L’avis qui ne comptait pas.

Les naufragés du Wager de David Grann, l’expédition qui remue

Lorsque j’ai prévenu que je comptais sortir de mon trou de souris pour me joindre à ce nouveau book trip en mer, malgré mes difficultés avec le vocabulaire naval, Fanja m’a tout de suite parlé d’un roman qui lui avait fait changer d’avis sur le genre ; et quand j’ai lu sa chronique, j’ai réalisé qu’il était peu ou prou le point de départ de cette lubie aventureuse qu’est le book trip en mer. J’ai donc voulu partir aux origines de notre névrose collective et j’ai ouvert Les naufragés du Wager. Vagère ? Waguère ? Ouadjère ? Ouaguère ? Ouaguew ? Au-cune idée. Je l’ai subvocalisé de toutes les manières possibles pendant toute ma lecture… lecture qui m’a semblée durer l’espace d’un instant.

J’ai ouvert le roman de David Grann avec quelques appréhensions, parce qu’effectivement, le vocabulaire naval était omniprésent. J’avais pris mes précautions en choisissant le format numérique afin de pouvoir accéder rapidement aux définitions des mots mais le problème avec ce genre de vocabulaire, c’est qu’on ne comprend pas toujours les définitions proposées — vous savez, les définitions sibyllines qui font mine d’être évidentes, du genre « estafique d’eau douce d’une demie caragoulette seulement ». Mais, après avoir simplement divisé moi-même le vocabulaire en deux blocs distincts « partie du bateau où normalement on met les pieds dessus » et « partie du bateau où, normalement, on ne met pas les pieds dessus », j’ai pu entrer avec passion dans ce roman qui se dévore avidement.

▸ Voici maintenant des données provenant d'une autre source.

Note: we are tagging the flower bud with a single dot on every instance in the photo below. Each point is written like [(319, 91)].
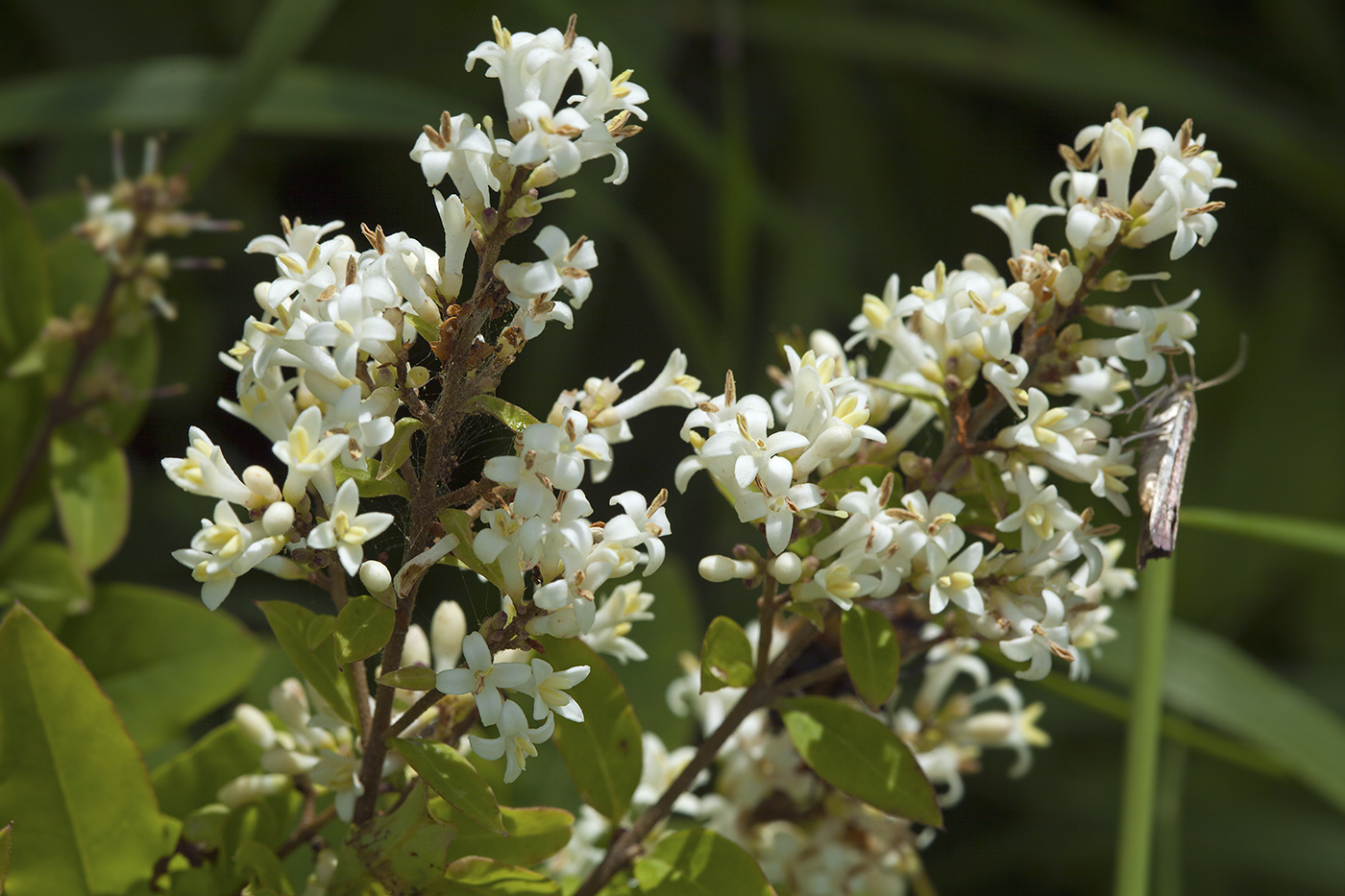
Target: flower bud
[(416, 647), (447, 630), (246, 788), (255, 725), (786, 568), (720, 568), (285, 762), (376, 576), (291, 704), (279, 519)]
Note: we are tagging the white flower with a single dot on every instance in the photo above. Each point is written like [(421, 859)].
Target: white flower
[(517, 740), (308, 455), (483, 678), (549, 687), (346, 529), (1017, 220)]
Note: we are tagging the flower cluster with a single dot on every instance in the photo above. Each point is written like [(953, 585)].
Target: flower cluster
[(332, 368), (981, 532)]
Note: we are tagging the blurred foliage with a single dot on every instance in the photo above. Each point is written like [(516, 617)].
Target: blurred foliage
[(795, 157)]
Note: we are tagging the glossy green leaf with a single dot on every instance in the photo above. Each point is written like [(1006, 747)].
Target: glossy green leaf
[(871, 653), (602, 752), (24, 291), (531, 835), (1210, 680), (450, 775), (477, 876), (46, 580), (860, 755), (511, 416), (409, 678), (369, 483), (320, 627), (1293, 532), (23, 412), (363, 626), (70, 778), (399, 448), (161, 657), (456, 522), (318, 664), (194, 777), (91, 486), (725, 657), (262, 868), (407, 848), (699, 862)]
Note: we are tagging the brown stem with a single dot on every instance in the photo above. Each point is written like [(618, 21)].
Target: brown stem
[(417, 709), (762, 691), (306, 832), (61, 408), (463, 375)]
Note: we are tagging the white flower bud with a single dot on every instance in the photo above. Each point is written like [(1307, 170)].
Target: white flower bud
[(786, 568), (447, 630), (416, 647), (278, 519), (376, 576), (259, 482), (291, 704), (255, 725), (246, 788), (720, 568), (285, 762)]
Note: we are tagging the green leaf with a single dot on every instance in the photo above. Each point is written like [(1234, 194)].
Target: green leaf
[(725, 657), (456, 522), (409, 678), (1210, 681), (1291, 532), (318, 664), (46, 580), (363, 626), (871, 653), (6, 844), (407, 848), (161, 657), (477, 876), (699, 862), (91, 486), (320, 627), (369, 482), (262, 868), (530, 835), (511, 416), (70, 778), (174, 93), (194, 777), (448, 772), (602, 752), (399, 448), (24, 291), (861, 757)]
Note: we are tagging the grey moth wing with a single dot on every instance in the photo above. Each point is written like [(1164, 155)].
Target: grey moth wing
[(1169, 429)]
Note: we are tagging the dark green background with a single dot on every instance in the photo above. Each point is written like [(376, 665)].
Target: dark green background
[(796, 154)]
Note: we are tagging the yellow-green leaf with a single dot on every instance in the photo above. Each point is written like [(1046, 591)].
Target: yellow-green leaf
[(725, 657)]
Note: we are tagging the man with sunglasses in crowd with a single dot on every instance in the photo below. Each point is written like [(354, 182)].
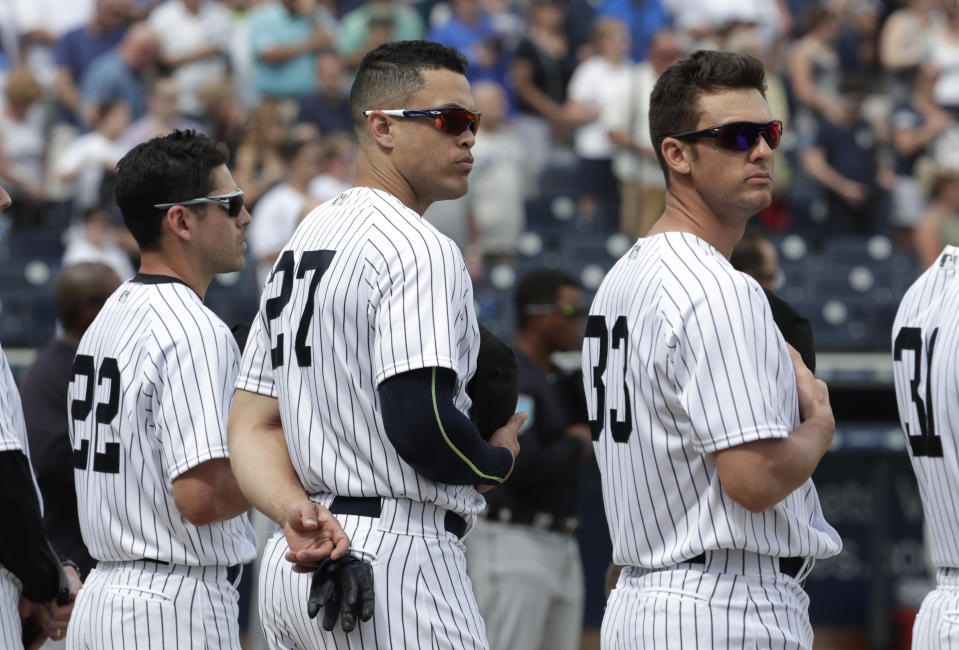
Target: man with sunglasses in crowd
[(532, 596), (153, 376), (351, 390), (707, 425)]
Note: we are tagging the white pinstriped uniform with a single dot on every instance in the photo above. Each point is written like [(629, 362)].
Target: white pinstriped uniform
[(693, 342), (153, 380), (13, 436), (925, 338), (384, 293)]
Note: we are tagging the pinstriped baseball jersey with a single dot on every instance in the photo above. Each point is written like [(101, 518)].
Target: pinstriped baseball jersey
[(153, 379), (13, 436), (366, 289), (682, 359), (925, 337)]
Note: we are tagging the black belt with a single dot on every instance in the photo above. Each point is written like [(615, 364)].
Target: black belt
[(541, 520), (372, 507), (789, 566), (232, 571)]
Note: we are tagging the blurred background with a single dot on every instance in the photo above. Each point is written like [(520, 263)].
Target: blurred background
[(867, 184)]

Je comprends enfin tout l’émoi qu’a pu susciter Les naufragés du Wager de David Grann : l’histoire originale est assez folle, pleine de suspense mais aussi de mystères puisque l’on suit plusieurs navires anglais — dont le Wager — s’élancer dans une expédition belliqueuse déjà dangereuse qui, en plus, tourne mal. Le naufrage rabat toutes les cartes, une toute nouvelle société d’affamés se forme sur une île particulièrement hostile, écrin de sable et d’arbres penchés au cœur des typhons chiliens.

La plume de David Grann parfaitement fluide, pas trop journalistique mais crédible, didactique sans être insensible, relève de la prouesse technique : c’est documenté, expliqué et romancé. De vrais extraits de journal de bord nous sont donnés à lire, sans jamais alourdir la partie purement narrative. Les notes de l’éditeur, très nombreuses, ont été très éclairantes pour moi, d’autant que j’étais à mille lieux d’imaginer ce qu’était un navire de guerre au siècle des Lumières. Le scorbut, le typhus, les poux, les rats, les membres mutilés par les maladies ou par les boulets de canon, m’ont fait voir les si élégants navires de ligne comme de véritables tranchées flottantes.

J’ai trouvé les destins de ces hommes enrôlés tout à fait incroyables, si l’on peut utiliser le terme « d’hommes », car nombreux sont les matelots, canonniers, enseignes, qui n’ont même pas 18 ans lorsqu’ils sont enrôlés ! Il y a des jeunes garçons de 15 ans qui se font opérer, dans l’urgence, par des éminents chirurgiens de 22 ans… En ouvrant Les naufragés du Wager, j’ai embarqué dans un monde à part, monde qui a existé, qui me précède et que pourtant, je peine encore à me figurer.

Voilà une expédition qui remue : nos émotions et nos idées reçues.

*

Avec ce roman de 415 pages, qui a été de multiples fois chroniqués (Keisha, Cathel, Inngamic…) lors des saisons précédentes, je passe matelot à 10 points tout ronds !

Commentaires

Une réponse à “Les naufragés du Wager de David Grann, l’expédition qui remue”

  1. Avatar de Cath L

    C’est vrai que ce périple est assez incroyable. J’ai beaucoup aimé le style de David Grann également dans La note américaine, pas maritime du tout, celui-là.